A thank you to one of my students, Scott Wilson, for pointing me toward yesterday’s front-page article in the Wall Street Journal about the growing phenomenon of "civil demand" that retailers are using against shoplifters. It was a new topic for me, although I am sure some Credit Slips readers were aware of it already. The article is worth reading.
It’s very difficult to get people to see what is wrong with this system. No one could responsibly argue that shoplifters should not be held responsible for their actions and make restitution to their victims. What I see in this article, however, is troubling. It’s the same pattern with the broader debt collection system, a system where a few abusive private actors essentially have become a law unto themselves. Their threats against uninformed consumers become shakedowns where the consumers have no choice but to pay.
This is not an indictment of debt collectors generally. Some of my best friends are debt collectors. Hey, I even did a few debt collections myself when I was in practice. The debt collection industry needs to stop its own bad actors before they get more regulation.

Comments
3 responses to “A Law Unto Themselves?!”
I hope the collection agencies do get more regulation.Outlawed would be even better ! I only had dealing with one in my life, but they knew I was a scared, vulnerable woman and they took advantage of me. Keeping me in the dark about interest they were charging. Refusing to answer simple questions I was asking them.
I was so scared and unable to pay the balance they said I owed that I agreed to monthly payments.
After paying them almost $2000 over a period of months I found out they were not reducing the balance, but were increasing it!
I don’t understand how a credit card co can charge off a debt, and probably get a tax break from it, and then turn around and sell this debt to a collection agency who piles on more high interest.
It’s no wonder so many end up filing bankruptcy !
I don’;t blame them one bit !
I would love to see collectors who push civil demands, subrogation claims, and other things that look like debts but aren’t debts brought under the regulations of the Fair Debt Collection Practices Act. They employ all the tactics outlawed by the Act: false threats of suit, invasion of privacy, fraud, harassment, illegally calculated interest, you name it. It’s a giant loophole that should be closed.
Did anyone else notice that in the WSJ story Home Depot appears to have ignored evidence of the handyman’s purchase? The prosecutor dropped the charges when he produced it. I wonder if the reason that these so rarely result in actual litigation is that no attorney could justifiably sign the complaint under a state’s version or Rule 11 and the return is high enough to justify not filing suit because many of these shoppers are from economic groups that are intimidated into payment by the prospect of legal process?
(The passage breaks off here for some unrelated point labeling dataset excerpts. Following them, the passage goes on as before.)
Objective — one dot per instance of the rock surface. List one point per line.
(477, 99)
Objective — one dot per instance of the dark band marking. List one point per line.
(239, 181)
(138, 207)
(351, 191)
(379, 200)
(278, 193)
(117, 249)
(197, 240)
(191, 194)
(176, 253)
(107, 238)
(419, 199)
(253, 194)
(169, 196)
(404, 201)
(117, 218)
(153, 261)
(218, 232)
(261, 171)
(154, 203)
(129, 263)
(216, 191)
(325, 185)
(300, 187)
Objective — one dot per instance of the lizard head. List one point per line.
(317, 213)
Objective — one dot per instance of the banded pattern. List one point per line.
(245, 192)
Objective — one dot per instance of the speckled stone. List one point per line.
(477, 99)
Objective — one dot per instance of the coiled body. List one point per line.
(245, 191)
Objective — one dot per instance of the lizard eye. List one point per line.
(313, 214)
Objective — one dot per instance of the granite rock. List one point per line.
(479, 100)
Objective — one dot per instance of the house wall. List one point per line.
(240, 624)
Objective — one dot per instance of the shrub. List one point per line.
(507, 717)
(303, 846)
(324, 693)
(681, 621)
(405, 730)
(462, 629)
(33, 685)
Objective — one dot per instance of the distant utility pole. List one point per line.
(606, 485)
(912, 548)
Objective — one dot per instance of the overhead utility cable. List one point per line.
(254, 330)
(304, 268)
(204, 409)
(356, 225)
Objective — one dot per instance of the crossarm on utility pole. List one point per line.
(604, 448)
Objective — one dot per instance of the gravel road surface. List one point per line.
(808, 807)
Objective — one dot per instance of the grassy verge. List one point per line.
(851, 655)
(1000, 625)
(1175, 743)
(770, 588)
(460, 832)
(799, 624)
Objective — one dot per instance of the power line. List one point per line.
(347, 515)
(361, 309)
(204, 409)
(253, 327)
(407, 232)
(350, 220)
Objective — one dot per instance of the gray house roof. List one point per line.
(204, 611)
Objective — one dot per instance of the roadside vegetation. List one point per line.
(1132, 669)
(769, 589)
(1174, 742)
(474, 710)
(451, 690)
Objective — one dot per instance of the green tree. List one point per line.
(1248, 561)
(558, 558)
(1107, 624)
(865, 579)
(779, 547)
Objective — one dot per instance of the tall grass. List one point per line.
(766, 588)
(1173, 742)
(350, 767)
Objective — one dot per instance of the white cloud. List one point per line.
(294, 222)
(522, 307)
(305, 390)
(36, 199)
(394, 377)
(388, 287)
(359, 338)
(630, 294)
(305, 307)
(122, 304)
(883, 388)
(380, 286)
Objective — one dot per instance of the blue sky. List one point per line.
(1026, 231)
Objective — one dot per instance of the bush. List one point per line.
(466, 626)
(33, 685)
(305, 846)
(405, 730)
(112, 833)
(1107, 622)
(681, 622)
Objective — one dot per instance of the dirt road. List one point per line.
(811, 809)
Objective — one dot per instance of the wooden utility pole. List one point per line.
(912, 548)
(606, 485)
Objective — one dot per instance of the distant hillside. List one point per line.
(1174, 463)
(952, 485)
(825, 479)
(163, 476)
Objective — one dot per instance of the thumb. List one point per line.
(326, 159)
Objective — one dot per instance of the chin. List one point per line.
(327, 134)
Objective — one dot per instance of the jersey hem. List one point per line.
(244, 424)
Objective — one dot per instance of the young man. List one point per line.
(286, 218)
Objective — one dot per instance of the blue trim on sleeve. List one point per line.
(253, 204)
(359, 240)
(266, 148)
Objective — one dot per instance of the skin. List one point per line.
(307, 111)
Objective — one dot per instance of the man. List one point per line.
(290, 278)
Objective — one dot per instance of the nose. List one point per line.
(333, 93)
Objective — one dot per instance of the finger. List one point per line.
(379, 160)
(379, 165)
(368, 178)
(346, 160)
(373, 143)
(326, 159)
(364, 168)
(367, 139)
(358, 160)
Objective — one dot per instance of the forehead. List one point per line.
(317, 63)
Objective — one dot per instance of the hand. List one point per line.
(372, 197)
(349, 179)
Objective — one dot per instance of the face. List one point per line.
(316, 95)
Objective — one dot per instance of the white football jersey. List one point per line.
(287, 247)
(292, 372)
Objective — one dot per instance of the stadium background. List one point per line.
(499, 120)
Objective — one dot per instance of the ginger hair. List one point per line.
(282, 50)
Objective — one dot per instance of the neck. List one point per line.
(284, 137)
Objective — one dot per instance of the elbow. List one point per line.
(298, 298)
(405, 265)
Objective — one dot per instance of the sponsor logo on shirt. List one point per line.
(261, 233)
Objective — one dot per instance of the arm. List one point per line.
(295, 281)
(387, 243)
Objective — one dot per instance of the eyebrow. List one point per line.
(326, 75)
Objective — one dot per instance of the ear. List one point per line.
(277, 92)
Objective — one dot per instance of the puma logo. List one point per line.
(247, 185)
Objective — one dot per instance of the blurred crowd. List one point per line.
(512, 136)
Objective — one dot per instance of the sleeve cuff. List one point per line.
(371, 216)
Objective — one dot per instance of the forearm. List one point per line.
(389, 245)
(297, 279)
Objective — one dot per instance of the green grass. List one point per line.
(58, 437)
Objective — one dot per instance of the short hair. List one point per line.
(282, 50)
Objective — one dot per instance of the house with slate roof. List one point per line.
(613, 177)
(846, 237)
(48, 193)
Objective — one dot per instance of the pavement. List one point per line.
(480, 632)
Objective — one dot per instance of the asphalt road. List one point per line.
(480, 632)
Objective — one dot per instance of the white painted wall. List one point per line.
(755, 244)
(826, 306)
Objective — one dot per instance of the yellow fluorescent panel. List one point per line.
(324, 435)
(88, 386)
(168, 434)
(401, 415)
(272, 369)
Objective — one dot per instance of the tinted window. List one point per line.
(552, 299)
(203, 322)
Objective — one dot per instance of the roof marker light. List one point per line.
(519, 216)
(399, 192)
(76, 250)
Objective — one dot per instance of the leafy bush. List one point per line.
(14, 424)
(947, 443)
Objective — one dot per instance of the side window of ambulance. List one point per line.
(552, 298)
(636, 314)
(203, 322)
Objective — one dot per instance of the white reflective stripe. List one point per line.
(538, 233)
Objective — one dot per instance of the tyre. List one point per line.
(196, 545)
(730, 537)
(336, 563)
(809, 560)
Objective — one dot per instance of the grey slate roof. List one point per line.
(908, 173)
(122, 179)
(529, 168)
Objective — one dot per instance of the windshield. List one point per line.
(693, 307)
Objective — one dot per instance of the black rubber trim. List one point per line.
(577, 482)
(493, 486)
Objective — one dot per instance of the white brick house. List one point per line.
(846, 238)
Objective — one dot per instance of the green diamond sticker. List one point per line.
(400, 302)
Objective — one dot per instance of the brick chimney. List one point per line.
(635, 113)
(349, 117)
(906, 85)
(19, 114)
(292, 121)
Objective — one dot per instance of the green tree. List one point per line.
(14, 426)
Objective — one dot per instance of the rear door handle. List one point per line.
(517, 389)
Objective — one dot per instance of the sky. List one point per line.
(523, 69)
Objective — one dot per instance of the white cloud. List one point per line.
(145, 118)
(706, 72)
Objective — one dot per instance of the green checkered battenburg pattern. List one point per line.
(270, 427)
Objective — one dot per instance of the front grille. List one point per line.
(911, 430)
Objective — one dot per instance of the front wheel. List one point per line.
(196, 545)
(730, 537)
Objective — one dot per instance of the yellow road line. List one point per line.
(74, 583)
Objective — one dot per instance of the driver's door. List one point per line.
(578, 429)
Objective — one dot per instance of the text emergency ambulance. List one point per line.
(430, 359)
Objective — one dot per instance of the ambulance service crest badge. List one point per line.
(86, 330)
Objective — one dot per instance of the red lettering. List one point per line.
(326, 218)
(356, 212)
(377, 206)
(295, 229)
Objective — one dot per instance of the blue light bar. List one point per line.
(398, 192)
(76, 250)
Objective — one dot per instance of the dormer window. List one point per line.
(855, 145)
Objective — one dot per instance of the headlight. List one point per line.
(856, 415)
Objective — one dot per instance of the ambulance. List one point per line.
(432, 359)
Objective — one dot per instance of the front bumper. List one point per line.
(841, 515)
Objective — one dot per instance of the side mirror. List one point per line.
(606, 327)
Not to get too far to the left and betray my politics, but I will, I wonder how often clearly middle class people who are reasonably well spoken get stopped by store security?
For instance today, I bought a laptop case at Walmart. I was in a hurry, went through the self checkout and didn’t get a bag. I was not in the line of sight of the “greeter,” and so he didn’t see me paying. I breezed past him waving my receipt. He just waved. I wonder if the result would have been different if I was of color and wasn’t wearing my usual chinos, soccer shoes, and button down shirt.